Machine listening is the auditory sibling of computer vision and aims to extract meaningful information from audio signals. It has the potential to provide valuable information for numerous tasks including understanding and improving the health of our cities (e.g., monitoring and mitigating noise pollution), natural environments (e.g., monitoring and conserving biodiversity), and more. In our research, we investigate problems all along the machine listening pipeline, from both human and technical perspectives, with the aim of building better tools for understanding sound at scale.

Audio Representation Learning

A graphical depiction of an audio encoder-decoder model.

We aim to learn learn compact, semantically-rich representations from large amonts of unlabeled data, which can then be transferred and used in related downstream tasks with limited labeled data. We investigate both methods to learn these representation as well as how to effectively use these representations.

Crowdsourced Audio Annotation and Quality Evaluation

A bunch of ears in a cloud.

To address the needs of modern, data hungry machine learning algorithms, audio researchers often turn to crowdsourcing with the aim of hastening and scaling their efforts for audio annotation and audio quality evaluation. We research best practices for performing crowdsourced audio annotation and quality evaluation with the aim of increasing annotation quality, throughput, and user engagement.

Human-Centered Audio Production Tools

Screenshot from SynthAssist.

Audio production tools aid audio producers and engineers in the creation of the audio content we listen to in music, film, games, podcasts, and more.
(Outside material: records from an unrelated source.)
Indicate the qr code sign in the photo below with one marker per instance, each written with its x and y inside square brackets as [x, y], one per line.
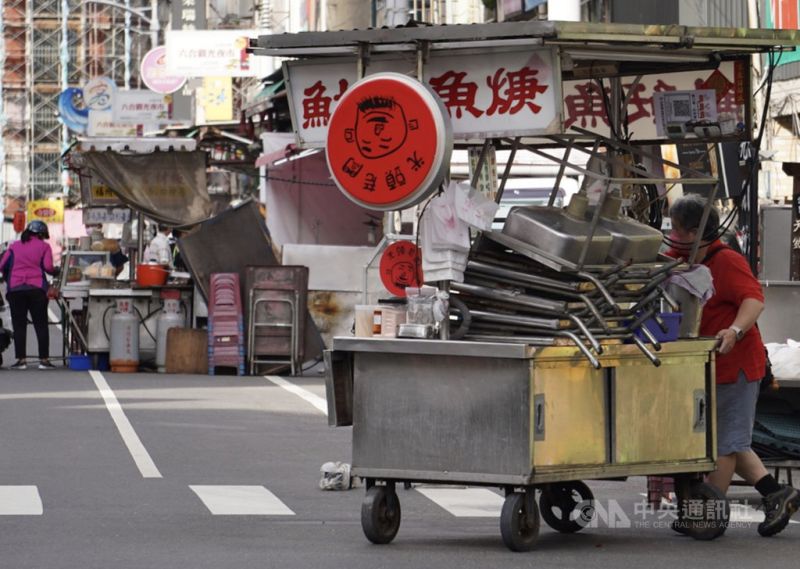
[681, 109]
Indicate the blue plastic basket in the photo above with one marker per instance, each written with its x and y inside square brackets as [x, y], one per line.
[673, 322]
[79, 362]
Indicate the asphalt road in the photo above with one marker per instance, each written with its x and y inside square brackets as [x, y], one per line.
[156, 471]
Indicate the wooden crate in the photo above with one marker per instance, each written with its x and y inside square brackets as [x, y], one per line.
[187, 351]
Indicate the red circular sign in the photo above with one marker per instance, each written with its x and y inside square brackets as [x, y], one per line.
[387, 142]
[401, 266]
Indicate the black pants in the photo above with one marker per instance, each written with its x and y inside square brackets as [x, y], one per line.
[34, 301]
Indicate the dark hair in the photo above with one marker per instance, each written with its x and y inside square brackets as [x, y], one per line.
[688, 211]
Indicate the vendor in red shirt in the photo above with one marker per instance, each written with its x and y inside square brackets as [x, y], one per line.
[730, 316]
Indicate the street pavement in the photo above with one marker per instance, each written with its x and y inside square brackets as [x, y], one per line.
[103, 470]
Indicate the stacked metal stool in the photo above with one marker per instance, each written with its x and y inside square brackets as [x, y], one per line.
[225, 324]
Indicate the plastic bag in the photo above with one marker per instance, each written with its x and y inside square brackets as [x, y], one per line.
[336, 476]
[474, 208]
[440, 227]
[785, 359]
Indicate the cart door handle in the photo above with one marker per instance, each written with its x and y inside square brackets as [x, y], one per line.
[700, 411]
[538, 417]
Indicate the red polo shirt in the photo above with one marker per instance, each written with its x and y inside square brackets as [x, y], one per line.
[734, 282]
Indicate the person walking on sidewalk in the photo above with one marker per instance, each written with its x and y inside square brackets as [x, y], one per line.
[730, 315]
[25, 265]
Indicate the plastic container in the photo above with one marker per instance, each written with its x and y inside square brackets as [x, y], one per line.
[673, 322]
[363, 327]
[148, 274]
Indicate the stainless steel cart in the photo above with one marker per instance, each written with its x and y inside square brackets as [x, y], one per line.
[524, 418]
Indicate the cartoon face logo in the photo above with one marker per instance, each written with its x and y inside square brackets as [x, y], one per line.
[403, 275]
[380, 127]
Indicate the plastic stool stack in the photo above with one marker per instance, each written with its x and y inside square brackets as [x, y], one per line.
[225, 324]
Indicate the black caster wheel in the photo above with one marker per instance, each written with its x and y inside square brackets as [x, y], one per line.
[705, 513]
[567, 506]
[380, 514]
[519, 521]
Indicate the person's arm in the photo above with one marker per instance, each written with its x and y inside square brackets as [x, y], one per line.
[4, 261]
[746, 317]
[47, 261]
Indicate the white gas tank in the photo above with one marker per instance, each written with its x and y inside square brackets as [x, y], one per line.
[124, 348]
[170, 317]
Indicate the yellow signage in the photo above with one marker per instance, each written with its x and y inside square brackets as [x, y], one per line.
[49, 211]
[217, 99]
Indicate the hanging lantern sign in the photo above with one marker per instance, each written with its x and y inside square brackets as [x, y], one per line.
[154, 72]
[401, 267]
[389, 142]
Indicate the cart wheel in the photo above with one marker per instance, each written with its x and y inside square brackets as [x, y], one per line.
[567, 506]
[519, 521]
[380, 514]
[706, 513]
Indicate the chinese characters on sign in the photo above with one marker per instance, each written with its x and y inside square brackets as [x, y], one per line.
[516, 92]
[795, 256]
[401, 267]
[486, 94]
[386, 141]
[188, 14]
[584, 102]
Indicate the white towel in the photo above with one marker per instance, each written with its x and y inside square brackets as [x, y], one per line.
[697, 281]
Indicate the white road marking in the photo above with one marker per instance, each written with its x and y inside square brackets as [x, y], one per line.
[140, 455]
[241, 501]
[20, 501]
[465, 502]
[315, 400]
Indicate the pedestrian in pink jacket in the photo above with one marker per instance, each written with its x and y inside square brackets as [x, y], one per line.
[25, 265]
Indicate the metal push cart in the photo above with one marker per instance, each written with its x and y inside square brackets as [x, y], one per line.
[505, 411]
[524, 418]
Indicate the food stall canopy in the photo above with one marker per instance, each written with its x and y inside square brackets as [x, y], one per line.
[538, 78]
[167, 186]
[653, 44]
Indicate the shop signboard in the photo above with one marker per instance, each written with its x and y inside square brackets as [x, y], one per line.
[140, 107]
[154, 73]
[665, 106]
[388, 142]
[98, 94]
[214, 53]
[215, 101]
[101, 124]
[795, 259]
[49, 211]
[97, 215]
[487, 93]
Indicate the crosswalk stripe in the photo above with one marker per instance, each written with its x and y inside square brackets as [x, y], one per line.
[20, 501]
[240, 501]
[465, 502]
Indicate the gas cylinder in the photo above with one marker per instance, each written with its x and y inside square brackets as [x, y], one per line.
[124, 349]
[170, 317]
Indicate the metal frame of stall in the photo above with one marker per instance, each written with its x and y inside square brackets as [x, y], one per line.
[414, 420]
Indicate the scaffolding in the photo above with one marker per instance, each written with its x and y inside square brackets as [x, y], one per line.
[50, 45]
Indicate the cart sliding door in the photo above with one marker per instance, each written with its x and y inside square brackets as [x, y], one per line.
[569, 423]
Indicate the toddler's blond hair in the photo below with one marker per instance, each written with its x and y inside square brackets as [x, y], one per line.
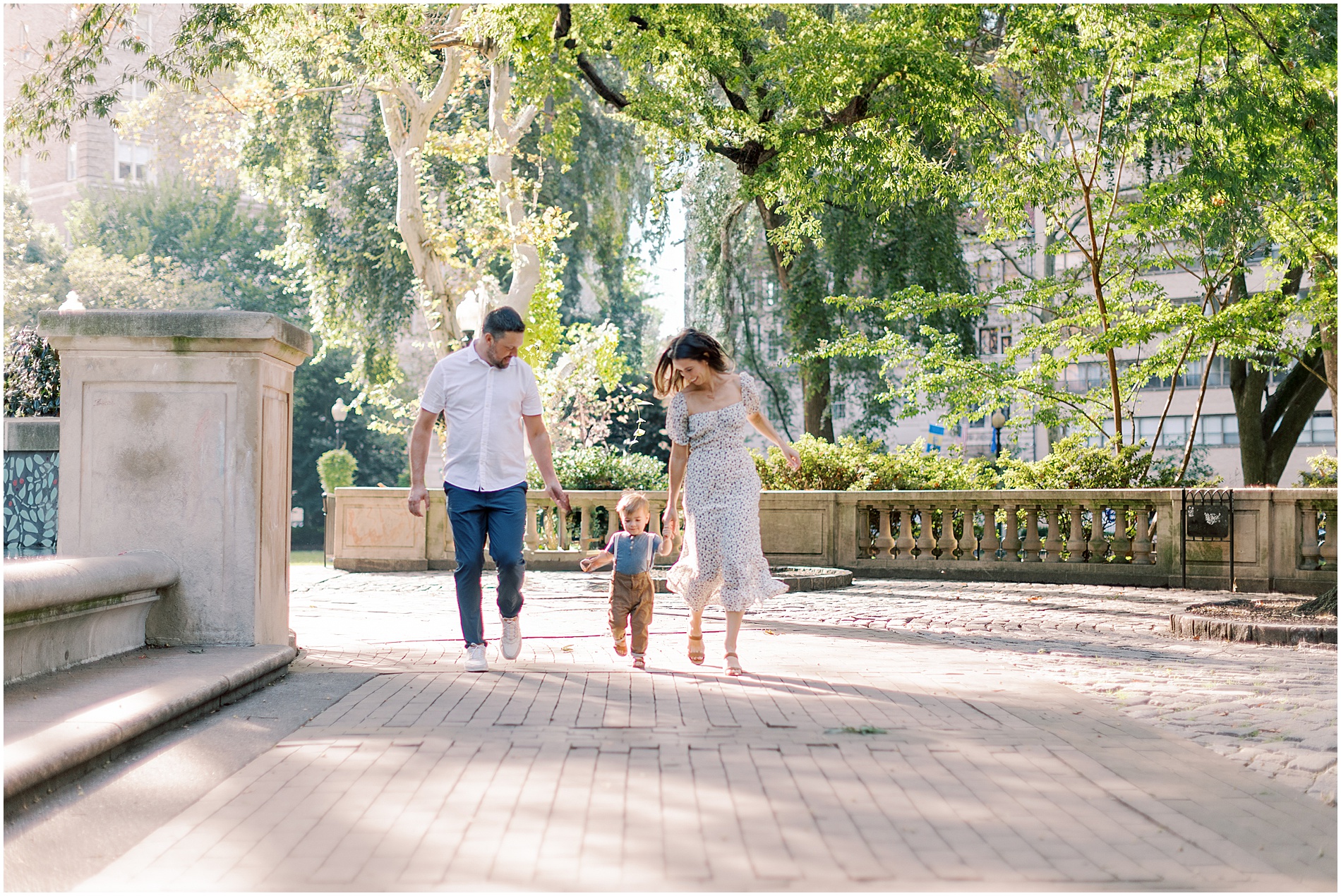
[633, 502]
However, commercial audio production tools are often not designed for everyone but rather for professionals and serious hobbyists with particular knowledge, experience, and abilities. We research audio production tools aimed at addressing users’ needs that aren’t met by commercial developers. For example, to address the needs of novices, we reframe the controls to work within the interaction paradigms identified by research on how audio engineers and musicians communicate auditory concepts to each other: evaluative feedback, natural language, vocal imitation, and exploration. And more recently, we have begun investigating how to address the audio production needs of deaf and hard of hearing users.

Music Information Retrieval

Graphic depicting a computer transcribing a trio of instruments.

Music information retrieval (MIR) aims to extract information from music and has applications in automatic music transcription, music recommendation, computational musicology, music generation, and more. We investigate new methods, data, and tools to support MIR tasks.